Son trajet avait été ponctué de nombreuses altercations d'élèves plus grands, ainsi que par des adultes. L'un d'entre elleux l'avait même coursé lorsque la jeune fille avait tenté de prendre la poudre d'escampette après qu'elle a compris que ses explications quant à sa présence en ces lieux ne semblaient pas convaincre son interlocuteur.
Les yeux rivés sur le ciel azuré, elle ne perdit pas une minute avant de se remettre en course. Arrivée aux serres, elle prit la direction de la méditerranéenne, n'en ayant que faire de sa destination finale tant qu'elle l'écartait de la foule en charge de surveillance. Si elle arrivait à rester cachée pendant toute une heure, sans se faire surprendre, elle aurait remporté son défi journalier. La porte s'ouvrit précipitamment et donna lieu à un spectacle sans nom : une fille en uniforme, coulante de sueur et poussive. Cette dernière referma immédiatement l'entrée de la serre pour s'y appuyer quelques instants et reprendre son souffle. C'est bon, à partir de là, c'est Inshallah. La plante à Pipaillon ne portait aucune fleur, souffrant du mal de la saison. C'était à se demander laquelle des deux entités était la plus mal en point.

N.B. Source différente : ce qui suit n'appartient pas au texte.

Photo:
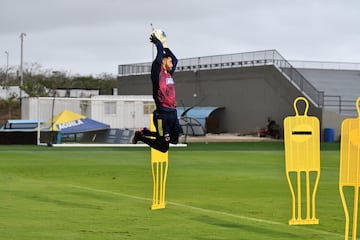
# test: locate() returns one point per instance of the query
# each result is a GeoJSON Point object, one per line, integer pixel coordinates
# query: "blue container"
{"type": "Point", "coordinates": [329, 135]}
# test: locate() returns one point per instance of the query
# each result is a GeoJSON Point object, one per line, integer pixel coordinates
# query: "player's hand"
{"type": "Point", "coordinates": [153, 39]}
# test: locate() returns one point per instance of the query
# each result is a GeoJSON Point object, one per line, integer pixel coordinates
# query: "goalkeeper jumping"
{"type": "Point", "coordinates": [165, 116]}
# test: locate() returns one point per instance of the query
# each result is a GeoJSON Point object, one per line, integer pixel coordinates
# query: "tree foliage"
{"type": "Point", "coordinates": [38, 82]}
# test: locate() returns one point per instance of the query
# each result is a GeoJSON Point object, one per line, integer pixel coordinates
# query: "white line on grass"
{"type": "Point", "coordinates": [202, 209]}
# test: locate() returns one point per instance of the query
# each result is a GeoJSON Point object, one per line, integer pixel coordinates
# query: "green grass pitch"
{"type": "Point", "coordinates": [214, 191]}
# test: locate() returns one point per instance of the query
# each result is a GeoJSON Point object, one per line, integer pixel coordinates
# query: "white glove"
{"type": "Point", "coordinates": [160, 34]}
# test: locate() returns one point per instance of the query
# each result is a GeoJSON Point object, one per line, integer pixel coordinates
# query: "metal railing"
{"type": "Point", "coordinates": [340, 105]}
{"type": "Point", "coordinates": [247, 59]}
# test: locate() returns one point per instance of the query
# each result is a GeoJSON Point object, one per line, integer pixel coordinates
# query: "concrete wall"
{"type": "Point", "coordinates": [250, 95]}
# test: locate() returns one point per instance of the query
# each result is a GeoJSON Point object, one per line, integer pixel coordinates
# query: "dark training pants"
{"type": "Point", "coordinates": [167, 131]}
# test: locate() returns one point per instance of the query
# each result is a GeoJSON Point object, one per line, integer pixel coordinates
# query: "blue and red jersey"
{"type": "Point", "coordinates": [163, 82]}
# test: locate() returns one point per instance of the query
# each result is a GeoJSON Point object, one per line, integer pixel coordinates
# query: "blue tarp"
{"type": "Point", "coordinates": [81, 125]}
{"type": "Point", "coordinates": [199, 113]}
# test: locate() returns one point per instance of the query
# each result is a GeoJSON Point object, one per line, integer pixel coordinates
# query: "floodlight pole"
{"type": "Point", "coordinates": [152, 59]}
{"type": "Point", "coordinates": [7, 73]}
{"type": "Point", "coordinates": [22, 35]}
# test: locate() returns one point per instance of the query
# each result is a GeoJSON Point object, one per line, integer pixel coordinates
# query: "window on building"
{"type": "Point", "coordinates": [110, 107]}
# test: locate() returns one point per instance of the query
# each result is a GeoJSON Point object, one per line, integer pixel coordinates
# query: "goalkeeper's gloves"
{"type": "Point", "coordinates": [153, 39]}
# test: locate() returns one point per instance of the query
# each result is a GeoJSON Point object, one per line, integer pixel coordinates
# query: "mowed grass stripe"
{"type": "Point", "coordinates": [199, 209]}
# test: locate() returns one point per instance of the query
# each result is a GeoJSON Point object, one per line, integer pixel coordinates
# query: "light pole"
{"type": "Point", "coordinates": [22, 35]}
{"type": "Point", "coordinates": [7, 73]}
{"type": "Point", "coordinates": [152, 28]}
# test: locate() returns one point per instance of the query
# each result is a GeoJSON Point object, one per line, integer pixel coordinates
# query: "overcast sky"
{"type": "Point", "coordinates": [94, 36]}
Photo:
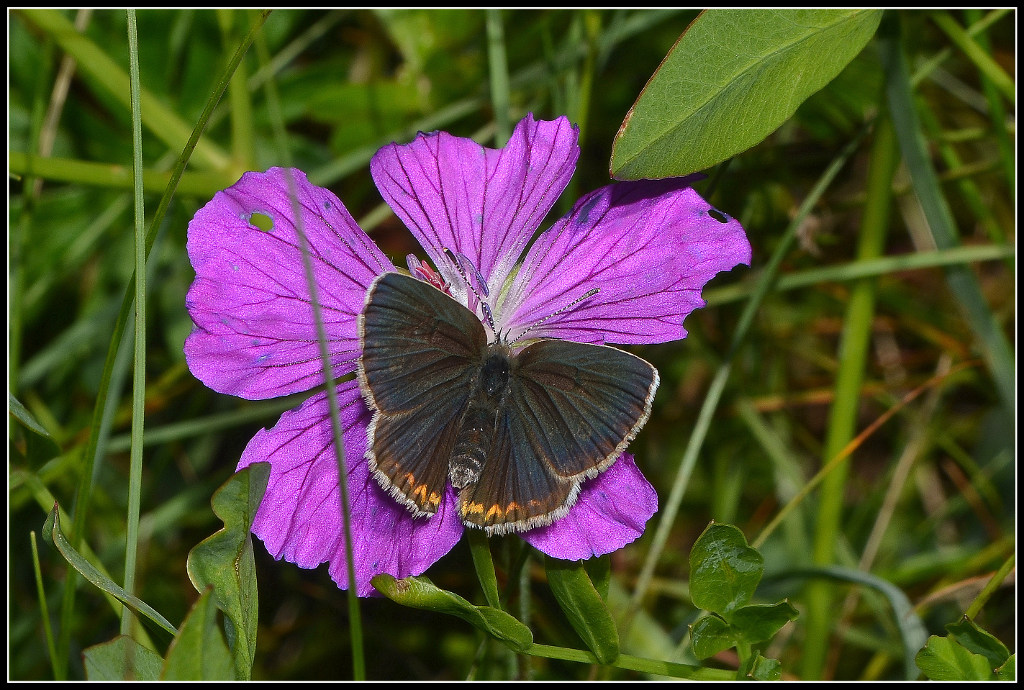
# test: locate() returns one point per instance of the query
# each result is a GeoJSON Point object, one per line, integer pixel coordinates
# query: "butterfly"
{"type": "Point", "coordinates": [515, 428]}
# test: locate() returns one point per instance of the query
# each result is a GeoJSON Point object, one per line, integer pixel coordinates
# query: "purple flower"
{"type": "Point", "coordinates": [647, 247]}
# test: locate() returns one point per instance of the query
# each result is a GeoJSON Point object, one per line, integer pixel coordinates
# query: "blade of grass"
{"type": "Point", "coordinates": [851, 446]}
{"type": "Point", "coordinates": [868, 268]}
{"type": "Point", "coordinates": [281, 138]}
{"type": "Point", "coordinates": [668, 514]}
{"type": "Point", "coordinates": [964, 285]}
{"type": "Point", "coordinates": [161, 121]}
{"type": "Point", "coordinates": [843, 415]}
{"type": "Point", "coordinates": [499, 70]}
{"type": "Point", "coordinates": [118, 176]}
{"type": "Point", "coordinates": [990, 587]}
{"type": "Point", "coordinates": [239, 95]}
{"type": "Point", "coordinates": [102, 410]}
{"type": "Point", "coordinates": [138, 377]}
{"type": "Point", "coordinates": [986, 66]}
{"type": "Point", "coordinates": [976, 29]}
{"type": "Point", "coordinates": [44, 610]}
{"type": "Point", "coordinates": [996, 113]}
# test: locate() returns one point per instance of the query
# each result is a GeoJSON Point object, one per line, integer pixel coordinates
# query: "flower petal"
{"type": "Point", "coordinates": [300, 517]}
{"type": "Point", "coordinates": [648, 248]}
{"type": "Point", "coordinates": [480, 203]}
{"type": "Point", "coordinates": [610, 512]}
{"type": "Point", "coordinates": [255, 336]}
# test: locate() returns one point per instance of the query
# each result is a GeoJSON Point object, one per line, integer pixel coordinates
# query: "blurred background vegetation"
{"type": "Point", "coordinates": [930, 498]}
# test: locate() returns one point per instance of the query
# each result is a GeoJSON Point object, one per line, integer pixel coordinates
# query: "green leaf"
{"type": "Point", "coordinates": [224, 561]}
{"type": "Point", "coordinates": [758, 667]}
{"type": "Point", "coordinates": [599, 570]}
{"type": "Point", "coordinates": [121, 659]}
{"type": "Point", "coordinates": [711, 635]}
{"type": "Point", "coordinates": [724, 571]}
{"type": "Point", "coordinates": [760, 622]}
{"type": "Point", "coordinates": [51, 530]}
{"type": "Point", "coordinates": [1008, 672]}
{"type": "Point", "coordinates": [731, 79]}
{"type": "Point", "coordinates": [584, 606]}
{"type": "Point", "coordinates": [199, 651]}
{"type": "Point", "coordinates": [39, 444]}
{"type": "Point", "coordinates": [421, 593]}
{"type": "Point", "coordinates": [945, 659]}
{"type": "Point", "coordinates": [979, 641]}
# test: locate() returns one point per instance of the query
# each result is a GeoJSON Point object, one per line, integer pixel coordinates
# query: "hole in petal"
{"type": "Point", "coordinates": [718, 215]}
{"type": "Point", "coordinates": [261, 221]}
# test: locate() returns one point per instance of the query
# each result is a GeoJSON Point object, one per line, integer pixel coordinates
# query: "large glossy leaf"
{"type": "Point", "coordinates": [724, 570]}
{"type": "Point", "coordinates": [224, 561]}
{"type": "Point", "coordinates": [199, 651]}
{"type": "Point", "coordinates": [731, 79]}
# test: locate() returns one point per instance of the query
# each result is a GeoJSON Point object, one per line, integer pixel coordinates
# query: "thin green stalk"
{"type": "Point", "coordinates": [281, 136]}
{"type": "Point", "coordinates": [630, 662]}
{"type": "Point", "coordinates": [986, 66]}
{"type": "Point", "coordinates": [162, 122]}
{"type": "Point", "coordinates": [979, 27]}
{"type": "Point", "coordinates": [479, 548]}
{"type": "Point", "coordinates": [499, 70]}
{"type": "Point", "coordinates": [116, 176]}
{"type": "Point", "coordinates": [668, 514]}
{"type": "Point", "coordinates": [996, 113]}
{"type": "Point", "coordinates": [239, 95]}
{"type": "Point", "coordinates": [138, 380]}
{"type": "Point", "coordinates": [871, 267]}
{"type": "Point", "coordinates": [963, 283]}
{"type": "Point", "coordinates": [93, 449]}
{"type": "Point", "coordinates": [969, 188]}
{"type": "Point", "coordinates": [44, 610]}
{"type": "Point", "coordinates": [843, 416]}
{"type": "Point", "coordinates": [19, 230]}
{"type": "Point", "coordinates": [994, 583]}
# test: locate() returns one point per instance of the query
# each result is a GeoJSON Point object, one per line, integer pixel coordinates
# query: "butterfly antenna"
{"type": "Point", "coordinates": [459, 264]}
{"type": "Point", "coordinates": [590, 293]}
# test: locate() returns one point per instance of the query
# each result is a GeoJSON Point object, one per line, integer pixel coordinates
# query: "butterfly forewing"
{"type": "Point", "coordinates": [577, 406]}
{"type": "Point", "coordinates": [569, 412]}
{"type": "Point", "coordinates": [421, 352]}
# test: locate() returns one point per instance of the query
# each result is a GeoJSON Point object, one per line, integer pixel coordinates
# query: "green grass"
{"type": "Point", "coordinates": [901, 248]}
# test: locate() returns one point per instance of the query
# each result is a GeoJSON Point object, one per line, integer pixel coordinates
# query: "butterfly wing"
{"type": "Point", "coordinates": [421, 353]}
{"type": "Point", "coordinates": [570, 411]}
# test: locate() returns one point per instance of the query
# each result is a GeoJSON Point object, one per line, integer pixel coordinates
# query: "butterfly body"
{"type": "Point", "coordinates": [515, 430]}
{"type": "Point", "coordinates": [478, 422]}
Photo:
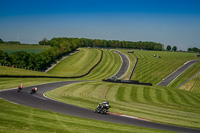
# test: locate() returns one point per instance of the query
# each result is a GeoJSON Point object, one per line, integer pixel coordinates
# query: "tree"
{"type": "Point", "coordinates": [174, 48]}
{"type": "Point", "coordinates": [1, 41]}
{"type": "Point", "coordinates": [44, 42]}
{"type": "Point", "coordinates": [189, 49]}
{"type": "Point", "coordinates": [169, 47]}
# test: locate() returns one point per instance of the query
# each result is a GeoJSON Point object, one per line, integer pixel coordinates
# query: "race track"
{"type": "Point", "coordinates": [38, 100]}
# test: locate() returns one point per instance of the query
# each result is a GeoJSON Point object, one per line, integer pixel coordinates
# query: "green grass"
{"type": "Point", "coordinates": [17, 71]}
{"type": "Point", "coordinates": [10, 48]}
{"type": "Point", "coordinates": [21, 119]}
{"type": "Point", "coordinates": [192, 85]}
{"type": "Point", "coordinates": [109, 65]}
{"type": "Point", "coordinates": [186, 75]}
{"type": "Point", "coordinates": [6, 83]}
{"type": "Point", "coordinates": [153, 69]}
{"type": "Point", "coordinates": [132, 60]}
{"type": "Point", "coordinates": [160, 104]}
{"type": "Point", "coordinates": [77, 64]}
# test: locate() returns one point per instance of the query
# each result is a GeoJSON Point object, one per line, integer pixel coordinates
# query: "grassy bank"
{"type": "Point", "coordinates": [17, 71]}
{"type": "Point", "coordinates": [186, 75]}
{"type": "Point", "coordinates": [152, 69]}
{"type": "Point", "coordinates": [158, 104]}
{"type": "Point", "coordinates": [132, 59]}
{"type": "Point", "coordinates": [77, 64]}
{"type": "Point", "coordinates": [22, 119]}
{"type": "Point", "coordinates": [29, 48]}
{"type": "Point", "coordinates": [110, 64]}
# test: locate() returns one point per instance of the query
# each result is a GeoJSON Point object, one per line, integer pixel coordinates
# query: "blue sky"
{"type": "Point", "coordinates": [171, 22]}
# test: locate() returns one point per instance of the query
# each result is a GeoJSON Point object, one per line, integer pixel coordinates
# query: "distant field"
{"type": "Point", "coordinates": [109, 65]}
{"type": "Point", "coordinates": [192, 85]}
{"type": "Point", "coordinates": [29, 48]}
{"type": "Point", "coordinates": [21, 119]}
{"type": "Point", "coordinates": [77, 64]}
{"type": "Point", "coordinates": [132, 60]}
{"type": "Point", "coordinates": [157, 103]}
{"type": "Point", "coordinates": [152, 69]}
{"type": "Point", "coordinates": [185, 76]}
{"type": "Point", "coordinates": [16, 71]}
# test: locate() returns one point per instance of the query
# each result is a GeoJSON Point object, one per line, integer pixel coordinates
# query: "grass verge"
{"type": "Point", "coordinates": [77, 64]}
{"type": "Point", "coordinates": [156, 103]}
{"type": "Point", "coordinates": [152, 69]}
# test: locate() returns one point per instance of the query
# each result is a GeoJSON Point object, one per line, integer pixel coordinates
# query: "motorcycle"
{"type": "Point", "coordinates": [33, 90]}
{"type": "Point", "coordinates": [102, 109]}
{"type": "Point", "coordinates": [19, 89]}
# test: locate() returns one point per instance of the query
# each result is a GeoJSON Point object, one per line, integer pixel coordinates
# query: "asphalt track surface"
{"type": "Point", "coordinates": [177, 73]}
{"type": "Point", "coordinates": [38, 100]}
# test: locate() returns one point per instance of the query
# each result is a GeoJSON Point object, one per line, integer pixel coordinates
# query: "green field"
{"type": "Point", "coordinates": [17, 71]}
{"type": "Point", "coordinates": [152, 69]}
{"type": "Point", "coordinates": [29, 48]}
{"type": "Point", "coordinates": [132, 60]}
{"type": "Point", "coordinates": [186, 75]}
{"type": "Point", "coordinates": [21, 119]}
{"type": "Point", "coordinates": [156, 103]}
{"type": "Point", "coordinates": [77, 64]}
{"type": "Point", "coordinates": [109, 65]}
{"type": "Point", "coordinates": [160, 104]}
{"type": "Point", "coordinates": [192, 85]}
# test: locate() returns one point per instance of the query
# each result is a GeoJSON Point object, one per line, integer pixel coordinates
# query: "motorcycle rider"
{"type": "Point", "coordinates": [34, 89]}
{"type": "Point", "coordinates": [104, 104]}
{"type": "Point", "coordinates": [20, 87]}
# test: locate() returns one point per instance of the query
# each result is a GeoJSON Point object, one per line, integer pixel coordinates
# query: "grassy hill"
{"type": "Point", "coordinates": [152, 69]}
{"type": "Point", "coordinates": [110, 64]}
{"type": "Point", "coordinates": [10, 48]}
{"type": "Point", "coordinates": [77, 64]}
{"type": "Point", "coordinates": [132, 59]}
{"type": "Point", "coordinates": [192, 85]}
{"type": "Point", "coordinates": [186, 75]}
{"type": "Point", "coordinates": [160, 104]}
{"type": "Point", "coordinates": [21, 119]}
{"type": "Point", "coordinates": [17, 71]}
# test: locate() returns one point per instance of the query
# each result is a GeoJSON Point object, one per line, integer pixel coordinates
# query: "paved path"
{"type": "Point", "coordinates": [177, 73]}
{"type": "Point", "coordinates": [39, 101]}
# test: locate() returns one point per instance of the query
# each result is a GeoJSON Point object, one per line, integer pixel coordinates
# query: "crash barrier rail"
{"type": "Point", "coordinates": [24, 76]}
{"type": "Point", "coordinates": [133, 69]}
{"type": "Point", "coordinates": [126, 82]}
{"type": "Point", "coordinates": [188, 79]}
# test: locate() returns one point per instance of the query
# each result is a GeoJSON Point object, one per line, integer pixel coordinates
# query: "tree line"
{"type": "Point", "coordinates": [39, 61]}
{"type": "Point", "coordinates": [64, 45]}
{"type": "Point", "coordinates": [83, 42]}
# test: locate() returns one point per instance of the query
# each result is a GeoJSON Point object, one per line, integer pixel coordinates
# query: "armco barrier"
{"type": "Point", "coordinates": [26, 76]}
{"type": "Point", "coordinates": [127, 82]}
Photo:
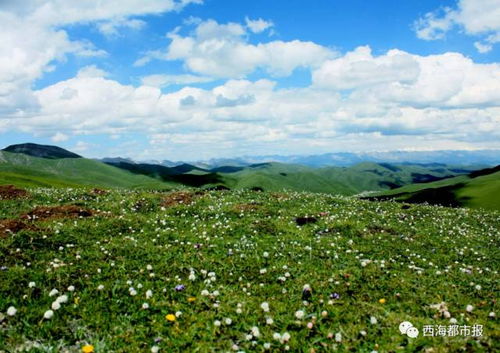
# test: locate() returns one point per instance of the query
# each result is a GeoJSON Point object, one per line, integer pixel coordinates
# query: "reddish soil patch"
{"type": "Point", "coordinates": [178, 198]}
{"type": "Point", "coordinates": [66, 211]}
{"type": "Point", "coordinates": [9, 226]}
{"type": "Point", "coordinates": [10, 192]}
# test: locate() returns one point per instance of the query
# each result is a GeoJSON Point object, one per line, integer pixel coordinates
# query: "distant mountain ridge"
{"type": "Point", "coordinates": [41, 151]}
{"type": "Point", "coordinates": [345, 159]}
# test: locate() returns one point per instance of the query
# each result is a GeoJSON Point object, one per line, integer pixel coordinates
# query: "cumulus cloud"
{"type": "Point", "coordinates": [242, 115]}
{"type": "Point", "coordinates": [476, 18]}
{"type": "Point", "coordinates": [223, 51]}
{"type": "Point", "coordinates": [33, 40]}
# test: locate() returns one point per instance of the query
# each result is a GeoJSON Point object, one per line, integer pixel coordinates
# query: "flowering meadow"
{"type": "Point", "coordinates": [242, 271]}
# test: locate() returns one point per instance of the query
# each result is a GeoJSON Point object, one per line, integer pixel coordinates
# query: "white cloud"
{"type": "Point", "coordinates": [434, 25]}
{"type": "Point", "coordinates": [223, 51]}
{"type": "Point", "coordinates": [258, 25]}
{"type": "Point", "coordinates": [447, 80]}
{"type": "Point", "coordinates": [61, 12]}
{"type": "Point", "coordinates": [360, 69]}
{"type": "Point", "coordinates": [477, 18]}
{"type": "Point", "coordinates": [59, 137]}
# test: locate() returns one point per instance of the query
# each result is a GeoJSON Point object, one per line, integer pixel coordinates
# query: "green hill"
{"type": "Point", "coordinates": [341, 180]}
{"type": "Point", "coordinates": [480, 189]}
{"type": "Point", "coordinates": [24, 170]}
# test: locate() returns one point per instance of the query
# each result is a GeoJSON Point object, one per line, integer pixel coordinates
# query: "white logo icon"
{"type": "Point", "coordinates": [406, 328]}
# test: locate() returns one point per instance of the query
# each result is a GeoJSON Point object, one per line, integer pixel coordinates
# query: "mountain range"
{"type": "Point", "coordinates": [345, 159]}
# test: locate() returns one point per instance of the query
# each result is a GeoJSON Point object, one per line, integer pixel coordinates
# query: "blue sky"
{"type": "Point", "coordinates": [197, 79]}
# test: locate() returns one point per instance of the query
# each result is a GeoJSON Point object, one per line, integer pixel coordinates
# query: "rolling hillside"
{"type": "Point", "coordinates": [479, 189]}
{"type": "Point", "coordinates": [24, 170]}
{"type": "Point", "coordinates": [61, 168]}
{"type": "Point", "coordinates": [341, 180]}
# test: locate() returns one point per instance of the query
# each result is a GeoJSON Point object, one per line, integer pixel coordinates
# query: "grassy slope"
{"type": "Point", "coordinates": [364, 251]}
{"type": "Point", "coordinates": [23, 170]}
{"type": "Point", "coordinates": [479, 192]}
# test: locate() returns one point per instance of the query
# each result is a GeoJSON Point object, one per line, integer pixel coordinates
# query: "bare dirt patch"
{"type": "Point", "coordinates": [10, 192]}
{"type": "Point", "coordinates": [50, 212]}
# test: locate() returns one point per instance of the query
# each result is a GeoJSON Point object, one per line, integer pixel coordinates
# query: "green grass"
{"type": "Point", "coordinates": [479, 192]}
{"type": "Point", "coordinates": [364, 251]}
{"type": "Point", "coordinates": [345, 181]}
{"type": "Point", "coordinates": [23, 170]}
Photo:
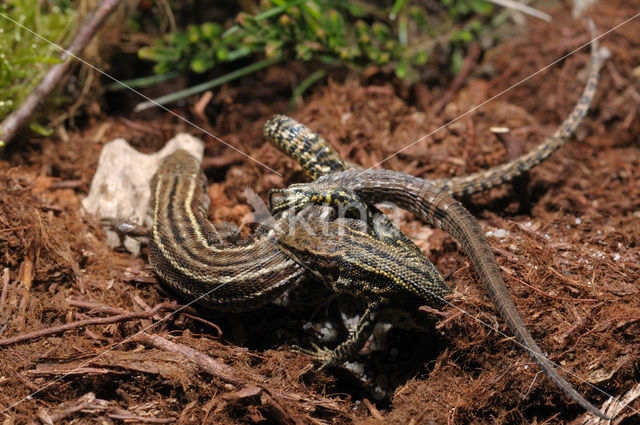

Elle se fraya un chemin dans une des allées florales jusqu'à surprendre une élève qui faisait dos, devant les dictames de Grèce. L'esprit de Hallie fut momentanément envahi par la panique. Si jamais l'élève en face d'elle se retournait et la découvrait, elle savait que les conséquences seraient désastreuses : elle serait irrémédiablement renvoyée à la salle d'étude, cloîtrée entre deux murs, jusqu'à ce que la faucheuse temporelle ne vienne la chercher. Perdue, elle gesticula sur place, tiraillée entre l'envie de se cacher et d'initier la conversation pour être celle qui détenait le rapport de force. Elle décida d'observer tranquillement l'élève quelques instants, avant de constater que celle-ci semblait vivre dans son propre monde, ne payant aucune attention à ses alentours pourtant bruyants. C'était d'un pas apeuré que la petite s'approcha de l'inconnue, pour se blottir derrière le bac de l'arbre à Pipaillon, les jambes repliées sur elle. Toujours semi-haletante, elle préféra engager la discussion afin d'être sûre qu'elle ne vendrait pas la mèche : le pacte allait être scellé. La main posée sur son cartable, Hallie lança à la jeune fille : « Eh, qu'est-ce que tu fais ici ? T'es pas en études comme les autres ? Même si t'es une déesse à ça, y'me semble que la présence est obligatoire ». La rouquine s'en voulu pendant un court temps d'avoir dérangé le havre de paix qui était celui de l'inconnue. Tout dégageait en elle le bonheur ; les plantes sublimaient son apparence physique, la faisant passer pour une héroïne d'aventure.
Dernière modification par Hallie MacCruimein le 17 févr. 2024, 03:27, modifié 1 fois.

16 févr. 2024, 16:32
 PV  Accalmie florale
L’interruption me détourne brusquement de ma contemplation florale. Mes balancements cessent immédiatement, et j’arrache mon regard des moly pour venir le déposer sur la nouvelle arrivante. Nouvelle observation, en plusieurs étapes. Me remémorer la voix, étonnamment familière. Scruter la silhouette se tenant derrière l’arbre, récolte minutieuse d’indices quant à l’identité et aux intentions de la présence. Face aux cheveux roux, je penche la tête. Peu d’élèves ont des mèches couleur flamme. Les filles arborant une chevelure courte sont tout aussi rares. La combination des deux mène à une déduction à laquelle j’aboutis en quelques instants. Une première année. *MacCruimein*. Son prénom m’échappe, si je l’ai un jour connu. Son visage et sa personne, eux, ne m’échappent en rien. Ce que je retiens de cette fille tient en peu de mots : pleine d’énergie. Suffisamment pour être reconnue. Parmi la Foule immense, je ne retiens après tout que les individus trop bruyants, ou ceux se démarquant par leurs aptitudes. Il me semble que MacCruimein ne se démarque en rien par ses aptitudes scolaires. Pourtant, sa vivacité est si surprenante que, couplée avec cette chevelure flamboyante, elle attire facilement le regard.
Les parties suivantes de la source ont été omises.